Another source wrote: (A) county in Florida took several 1988 and 1989 Diplomats and worked them over to become drug interdiction cars. The 318 was replaced by the new crate motor from Direct Connection. Rumored horsepower was a manageable 350 net (!) with about 425 foot pounds of torque. Top speed was in the neighborhood of 145 with these cars. Naturally the chassis and brakes were changed to protect the innocent. The units are still being used sparingly for special cases.
Curtis Redgap wrote that the last Mopar cruisers used by the FHP was the 1987 Diplomat, with the four-barrel 318. It is claimed that the factory dropped several hundred 360 engines into the FHP Dodges. These less than aerodynamic styled jobs had a 130 mile an hour top speed and could sprint to 60 from rest in 8 seconds.
Dennis O'Connor wrote: These cars were also used by New York county Sheriffs departments and I personally saw them in the eastern most counties near Connecticut (where I live). At the time, late 1980s and early 1990s, I was part of a drum and bugle corps that marched all over Putnam County NY and adjoining counties. The cruisers were very nice looking (white with green and tan markings) and VERY fast with great handling. I saw several on the 2 lane state roads that were their stomping ground (versus NY State Police on the Interstates) in full pursuit/response mode and they were unreal. Those were not 318s for sure and they cornered far better than my much improved Camaro from that time. Whenever I got to talk to a deputy about the cars they said they loved them and only smiled when asked details like engine size. Don't know if I can ever find out more but will keep you in mind if I do.

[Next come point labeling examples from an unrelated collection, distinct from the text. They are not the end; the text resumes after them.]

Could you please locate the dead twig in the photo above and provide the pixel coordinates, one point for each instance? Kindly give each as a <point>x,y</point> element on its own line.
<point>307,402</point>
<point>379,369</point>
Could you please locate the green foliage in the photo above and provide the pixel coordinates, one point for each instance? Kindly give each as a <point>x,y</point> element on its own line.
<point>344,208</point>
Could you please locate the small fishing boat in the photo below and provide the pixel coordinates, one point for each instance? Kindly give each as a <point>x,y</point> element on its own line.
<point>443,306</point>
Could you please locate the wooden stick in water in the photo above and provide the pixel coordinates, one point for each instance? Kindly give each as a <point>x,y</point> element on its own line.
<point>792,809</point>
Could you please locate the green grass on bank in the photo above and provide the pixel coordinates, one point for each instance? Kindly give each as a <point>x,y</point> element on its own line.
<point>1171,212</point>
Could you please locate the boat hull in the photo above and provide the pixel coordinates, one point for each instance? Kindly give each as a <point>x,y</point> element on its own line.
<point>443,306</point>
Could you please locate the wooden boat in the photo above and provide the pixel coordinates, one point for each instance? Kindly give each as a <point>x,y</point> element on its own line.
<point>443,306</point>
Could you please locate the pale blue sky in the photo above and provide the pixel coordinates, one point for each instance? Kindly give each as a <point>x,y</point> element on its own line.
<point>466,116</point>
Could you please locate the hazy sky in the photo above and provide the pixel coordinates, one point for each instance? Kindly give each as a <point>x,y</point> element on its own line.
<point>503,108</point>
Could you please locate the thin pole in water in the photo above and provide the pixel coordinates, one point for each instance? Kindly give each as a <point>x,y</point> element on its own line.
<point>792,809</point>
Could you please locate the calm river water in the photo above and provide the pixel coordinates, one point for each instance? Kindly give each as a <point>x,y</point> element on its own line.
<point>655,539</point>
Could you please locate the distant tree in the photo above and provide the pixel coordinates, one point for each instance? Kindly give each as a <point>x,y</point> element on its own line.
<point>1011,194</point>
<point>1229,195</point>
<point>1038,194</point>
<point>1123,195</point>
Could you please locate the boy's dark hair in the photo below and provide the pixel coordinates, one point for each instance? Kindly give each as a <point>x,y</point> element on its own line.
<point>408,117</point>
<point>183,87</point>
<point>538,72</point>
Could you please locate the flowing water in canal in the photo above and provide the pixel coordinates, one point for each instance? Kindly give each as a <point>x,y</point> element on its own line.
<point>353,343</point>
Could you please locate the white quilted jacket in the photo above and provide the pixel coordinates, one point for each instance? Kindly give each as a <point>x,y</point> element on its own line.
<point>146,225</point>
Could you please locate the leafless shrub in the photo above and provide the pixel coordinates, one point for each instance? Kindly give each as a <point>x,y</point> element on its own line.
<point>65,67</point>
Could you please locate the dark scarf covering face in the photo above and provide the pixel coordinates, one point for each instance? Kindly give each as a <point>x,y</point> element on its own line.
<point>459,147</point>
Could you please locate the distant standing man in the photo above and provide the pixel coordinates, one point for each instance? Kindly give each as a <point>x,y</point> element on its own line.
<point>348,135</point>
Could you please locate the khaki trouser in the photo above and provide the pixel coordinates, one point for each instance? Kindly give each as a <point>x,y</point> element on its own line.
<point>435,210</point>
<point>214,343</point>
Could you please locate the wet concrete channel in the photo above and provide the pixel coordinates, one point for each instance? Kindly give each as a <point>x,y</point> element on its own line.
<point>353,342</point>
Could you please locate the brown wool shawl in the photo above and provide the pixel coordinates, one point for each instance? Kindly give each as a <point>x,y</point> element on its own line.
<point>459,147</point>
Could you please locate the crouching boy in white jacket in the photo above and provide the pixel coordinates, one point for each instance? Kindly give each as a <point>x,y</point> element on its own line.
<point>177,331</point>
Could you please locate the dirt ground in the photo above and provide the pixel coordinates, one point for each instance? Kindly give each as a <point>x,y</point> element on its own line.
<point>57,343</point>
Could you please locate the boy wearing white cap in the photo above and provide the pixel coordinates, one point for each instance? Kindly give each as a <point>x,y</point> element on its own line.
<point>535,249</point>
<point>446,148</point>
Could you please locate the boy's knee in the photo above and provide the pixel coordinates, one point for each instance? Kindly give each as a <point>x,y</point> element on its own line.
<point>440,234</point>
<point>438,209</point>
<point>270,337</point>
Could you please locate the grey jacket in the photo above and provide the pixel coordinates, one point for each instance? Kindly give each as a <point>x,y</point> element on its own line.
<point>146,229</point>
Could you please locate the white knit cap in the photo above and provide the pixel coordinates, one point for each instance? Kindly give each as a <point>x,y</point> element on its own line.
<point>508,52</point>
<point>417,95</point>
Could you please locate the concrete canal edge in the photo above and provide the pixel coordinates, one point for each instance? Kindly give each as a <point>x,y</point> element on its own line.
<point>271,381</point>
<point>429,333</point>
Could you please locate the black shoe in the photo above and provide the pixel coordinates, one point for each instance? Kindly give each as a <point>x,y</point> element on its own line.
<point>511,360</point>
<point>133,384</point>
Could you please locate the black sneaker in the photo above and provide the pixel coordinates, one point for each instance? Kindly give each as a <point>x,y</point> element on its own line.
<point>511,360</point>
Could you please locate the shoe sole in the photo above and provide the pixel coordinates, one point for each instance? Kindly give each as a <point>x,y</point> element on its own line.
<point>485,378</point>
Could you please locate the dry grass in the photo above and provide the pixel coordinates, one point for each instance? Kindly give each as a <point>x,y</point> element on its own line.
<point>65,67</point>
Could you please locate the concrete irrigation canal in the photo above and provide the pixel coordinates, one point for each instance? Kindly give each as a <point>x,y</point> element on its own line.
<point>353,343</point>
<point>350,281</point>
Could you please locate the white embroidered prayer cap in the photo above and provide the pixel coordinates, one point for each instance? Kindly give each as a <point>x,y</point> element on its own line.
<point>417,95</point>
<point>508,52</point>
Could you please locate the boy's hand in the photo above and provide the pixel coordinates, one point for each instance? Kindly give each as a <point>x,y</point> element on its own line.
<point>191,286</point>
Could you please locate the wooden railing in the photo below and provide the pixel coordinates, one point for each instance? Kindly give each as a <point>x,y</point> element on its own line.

"WWBroach" wrote: I am not positive about this but it's a theory. Ford released the 4.6 in the Mustang in 1996, but our 1992 Crown Victorias had the 4.6 engines...our motor pool said Ford was using the police cars to test the durability of the new engine. It may be that the late 1980s mopars were 318s, but with Magnum heads doing the same testing. I thought about this because I have a friend with a Duster that he has put a basically stock 5.2 Magnum converted to a 4bbl in it and you would not believe the power this thing has for a production small block.
Danny Moore added: Remember the new gas tank shield they have started putting on the new Crown Vic police packages? Well, my Diplomat already has the shield between the rear axle and the gas tank, and it is 15 years old!
I was never convinced that a used squad made for a decent daily driver. The only way that I ever saw any success in that respect was a complete, detailed overhaul. Essentially, when the wrench work was done, the car was mechanically brand new.
Another terror to beware of in the "M" bodied Diplomat and Gran Fury was the suspension towers. All of a sudden you couldn't keep the babies in line, and got some real squirrely handling. It took Chrysler a while to figure this one out. However the shock towers of the front suspension sagged inward! LA and LA Sheriff banned the transverse torsion bar suspension from participation in the bidding process. This problem started showing up as early as 1980!
To make matters worse, the K-member of the frame where the suspension was mounted, cracked, allowing further degradation of the sagging due to low quality tensile strength steel. This was particularly evident in the 1984, 85, 86 and 87 "M" bodied cars.
Once the suspension exhibited the nasty habit of going out of alignment within hours of having been reset, the only cure was replacement of the K-member and the shock towers. A rather expensive fix.
As a sort of back handed tribute to Chrysler engineering, this "out of alignment" problem was related ONLY to severe service, i.e.: Police cars and or taxis. It was also directly proportional on the type of driving it had received. The NYC police, operating on the bombed out streets of the Bronx and Manhattan, had suspension problems within weeks. A Nevada Highway Patrol might never had exhibited any problem at all. No civilian vehicles were ever reported with this sort of problem. Chrysler did solve the situation by 1986, however, they won't discuss the cure, unless you happen to be a Police Agency with a suspension problem! They did NOT make the fix at the manufacturing end until 1988. The tower mounts had to be replaced, and the K-frame as well.